Congrats......I think?-----SS


----------



## 2full (Apr 8, 2010)

What was #1 ??????


----------



## mikevanwilder (Nov 11, 2008)

Pro had over 10,000 when he left, I think you've got him beat though!:mrgreen:


----------



## stillhunterman (Feb 15, 2009)

Well goob, if ya didn't have such a bad memory (as your signature suggests ), you wouldn't have to post the same thing so many times! I think...:mrgreen:


----------



## Dunkem (May 8, 2012)

Ya but how many were top of the page:mrgreen:


----------



## wyogoob (Sep 7, 2007)

sawsman said:


> I'm around 10,000 behind ya. I guarantee one thing - I'll never catch up.:neutral:
> 
> How'd the sauce turn out?


Turned out great; 36 pint jars, half vanilla, half cinnamon flavored.

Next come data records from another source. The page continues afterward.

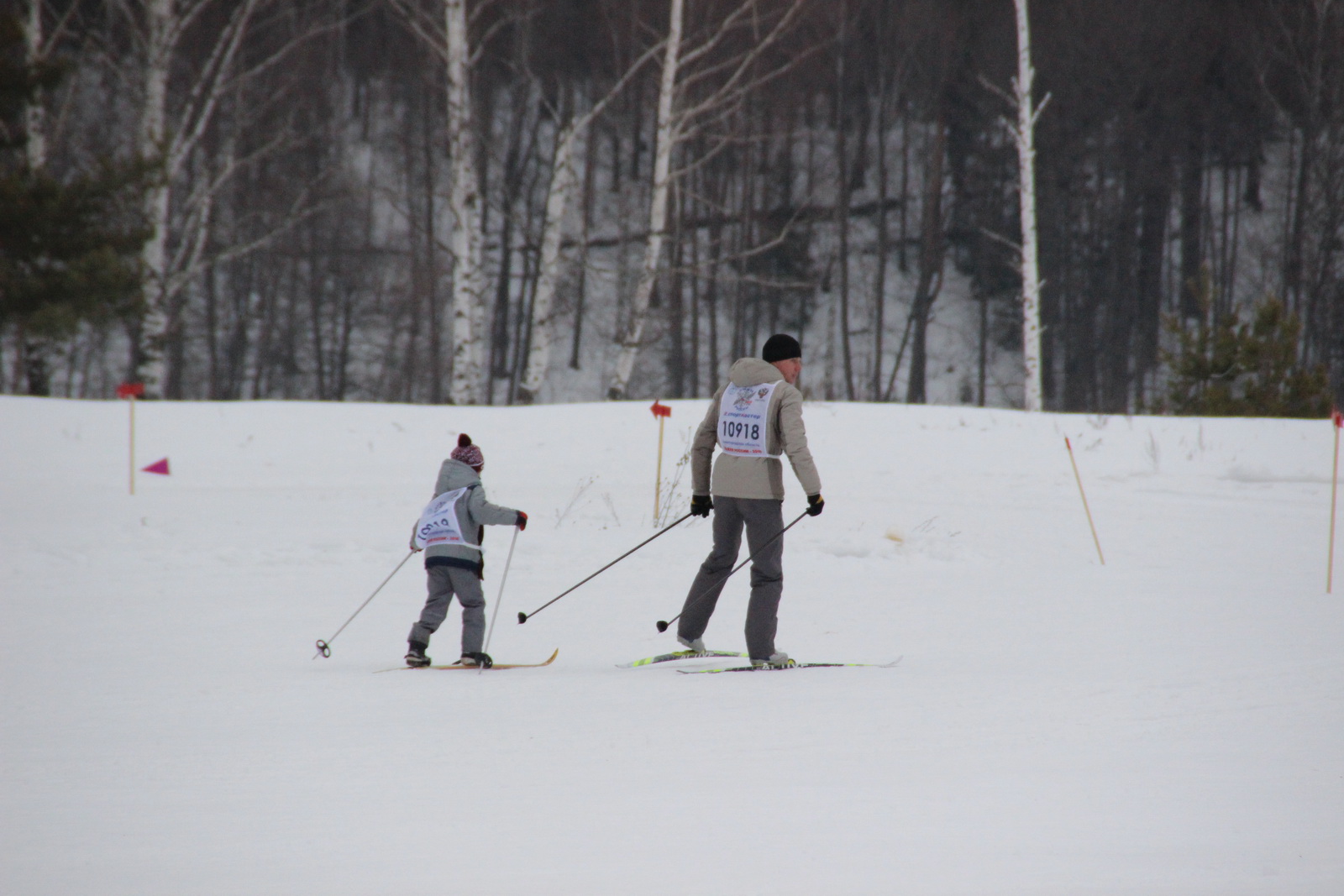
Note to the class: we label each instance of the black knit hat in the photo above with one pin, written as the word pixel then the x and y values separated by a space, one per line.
pixel 781 347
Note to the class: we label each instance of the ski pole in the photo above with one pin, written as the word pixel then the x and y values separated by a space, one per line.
pixel 663 626
pixel 501 595
pixel 324 647
pixel 524 617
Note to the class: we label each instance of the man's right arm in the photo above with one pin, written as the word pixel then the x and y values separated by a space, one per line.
pixel 702 448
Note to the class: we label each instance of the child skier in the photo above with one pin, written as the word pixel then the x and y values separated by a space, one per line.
pixel 449 532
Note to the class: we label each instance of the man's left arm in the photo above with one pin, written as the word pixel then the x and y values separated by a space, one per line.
pixel 796 441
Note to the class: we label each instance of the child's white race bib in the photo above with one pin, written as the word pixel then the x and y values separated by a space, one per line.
pixel 438 523
pixel 743 422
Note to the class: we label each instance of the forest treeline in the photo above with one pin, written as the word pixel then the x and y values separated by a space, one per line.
pixel 459 201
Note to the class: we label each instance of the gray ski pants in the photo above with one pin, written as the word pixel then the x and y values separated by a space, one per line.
pixel 444 582
pixel 764 519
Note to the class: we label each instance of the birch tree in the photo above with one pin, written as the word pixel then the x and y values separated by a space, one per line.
pixel 680 118
pixel 1023 134
pixel 170 132
pixel 468 293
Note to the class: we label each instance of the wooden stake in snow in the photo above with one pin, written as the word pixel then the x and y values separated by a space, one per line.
pixel 129 391
pixel 663 412
pixel 1335 488
pixel 1079 479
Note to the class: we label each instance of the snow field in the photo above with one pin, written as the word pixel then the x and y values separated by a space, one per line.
pixel 1166 723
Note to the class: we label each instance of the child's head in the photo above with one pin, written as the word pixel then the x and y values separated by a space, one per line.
pixel 468 453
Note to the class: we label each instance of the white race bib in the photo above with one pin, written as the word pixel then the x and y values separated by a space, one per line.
pixel 438 523
pixel 743 419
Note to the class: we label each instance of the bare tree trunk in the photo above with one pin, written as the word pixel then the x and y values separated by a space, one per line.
pixel 465 203
pixel 1032 391
pixel 663 145
pixel 151 144
pixel 35 117
pixel 931 266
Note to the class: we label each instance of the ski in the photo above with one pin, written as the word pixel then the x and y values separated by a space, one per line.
pixel 679 654
pixel 497 665
pixel 797 665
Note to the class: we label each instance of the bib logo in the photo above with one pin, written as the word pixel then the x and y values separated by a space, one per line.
pixel 745 396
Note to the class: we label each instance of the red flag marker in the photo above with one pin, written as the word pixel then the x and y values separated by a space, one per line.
pixel 662 411
pixel 1335 490
pixel 131 391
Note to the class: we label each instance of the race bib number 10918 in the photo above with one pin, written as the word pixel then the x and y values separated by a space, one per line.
pixel 743 419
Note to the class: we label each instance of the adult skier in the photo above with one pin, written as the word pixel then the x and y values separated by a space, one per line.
pixel 449 531
pixel 756 419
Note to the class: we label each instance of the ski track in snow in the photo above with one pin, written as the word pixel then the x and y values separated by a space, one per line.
pixel 1164 725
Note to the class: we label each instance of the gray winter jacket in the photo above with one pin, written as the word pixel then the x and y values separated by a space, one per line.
pixel 474 512
pixel 748 477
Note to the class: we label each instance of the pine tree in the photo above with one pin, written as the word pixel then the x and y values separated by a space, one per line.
pixel 1229 367
pixel 69 246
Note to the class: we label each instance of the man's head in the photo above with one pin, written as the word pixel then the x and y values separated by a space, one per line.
pixel 785 354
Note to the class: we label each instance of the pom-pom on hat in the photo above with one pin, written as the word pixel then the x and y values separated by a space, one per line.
pixel 468 453
pixel 781 347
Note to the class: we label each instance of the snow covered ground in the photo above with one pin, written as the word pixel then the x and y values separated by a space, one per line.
pixel 1168 723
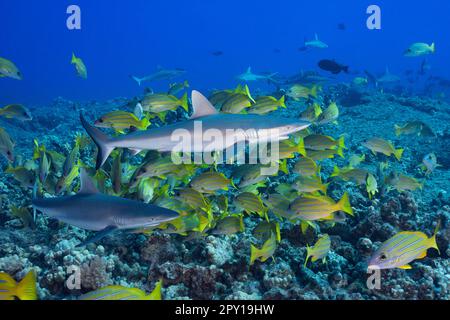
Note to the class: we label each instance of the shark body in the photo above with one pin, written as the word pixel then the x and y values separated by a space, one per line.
pixel 91 210
pixel 233 128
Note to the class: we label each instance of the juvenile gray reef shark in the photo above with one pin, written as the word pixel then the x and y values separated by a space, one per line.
pixel 91 210
pixel 250 76
pixel 160 74
pixel 204 119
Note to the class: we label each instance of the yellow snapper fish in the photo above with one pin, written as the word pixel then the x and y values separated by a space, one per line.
pixel 236 103
pixel 319 250
pixel 120 121
pixel 16 111
pixel 123 293
pixel 24 290
pixel 329 115
pixel 371 185
pixel 229 225
pixel 311 208
pixel 307 167
pixel 429 163
pixel 266 104
pixel 356 175
pixel 156 103
pixel 319 142
pixel 266 251
pixel 8 69
pixel 360 81
pixel 79 66
pixel 311 113
pixel 310 184
pixel 403 248
pixel 418 128
pixel 298 92
pixel 195 199
pixel 265 229
pixel 378 145
pixel 175 88
pixel 24 215
pixel 420 49
pixel 278 204
pixel 210 182
pixel 355 160
pixel 403 182
pixel 6 145
pixel 251 203
pixel 317 155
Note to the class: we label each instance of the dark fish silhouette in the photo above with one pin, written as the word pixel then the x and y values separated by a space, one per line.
pixel 332 66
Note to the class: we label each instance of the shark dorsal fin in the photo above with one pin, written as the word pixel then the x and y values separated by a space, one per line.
pixel 201 106
pixel 87 185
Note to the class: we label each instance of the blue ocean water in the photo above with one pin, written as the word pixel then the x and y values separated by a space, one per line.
pixel 395 132
pixel 118 39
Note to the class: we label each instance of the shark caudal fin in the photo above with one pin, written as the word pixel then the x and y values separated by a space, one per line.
pixel 100 139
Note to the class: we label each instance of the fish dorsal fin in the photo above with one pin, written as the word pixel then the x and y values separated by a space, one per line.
pixel 87 184
pixel 202 107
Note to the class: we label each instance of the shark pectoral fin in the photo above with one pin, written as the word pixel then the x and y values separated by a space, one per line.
pixel 201 106
pixel 97 236
pixel 134 152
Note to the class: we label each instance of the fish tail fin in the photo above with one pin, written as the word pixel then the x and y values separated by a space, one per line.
pixel 144 123
pixel 314 90
pixel 341 142
pixel 433 243
pixel 344 204
pixel 340 152
pixel 283 166
pixel 254 253
pixel 336 171
pixel 398 153
pixel 281 102
pixel 398 130
pixel 26 289
pixel 138 80
pixel 102 141
pixel 301 147
pixel 184 102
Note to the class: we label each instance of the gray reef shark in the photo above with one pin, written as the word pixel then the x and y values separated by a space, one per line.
pixel 91 210
pixel 234 128
pixel 160 74
pixel 249 76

Did 24 half-pint jars of spiced crabapples too. They're packed in Chardonnay wine with sugar spiced with cloves, allspice and cinnamon. Great flavor, I will serve them as a garnish with wild game and pork.

Its like Facebook here huh.


----------



## Al Hansen (Sep 7, 2007)

Did you retire ?


----------



## Bears Butt (Sep 12, 2007)

Old guys never retire, they just make applesauce so they will have something they can chew. :grin:


----------



## wyogoob (Sep 7, 2007)

Al Hansen said:


> Did you retire ?


No, but I may be close. My finacial advisor and I ran my numbers. It looks as though I can retire 11 months after I die.

.


----------



## Cooky (Apr 25, 2011)

wyogoob said:


> No, but I may be close. My finacial advisor and I ran my numbers. It looks as though I can retire 11 months after I die.
> .


Me too...but to do so I have to not die until I'm 137 years and 5 months old.

.


----------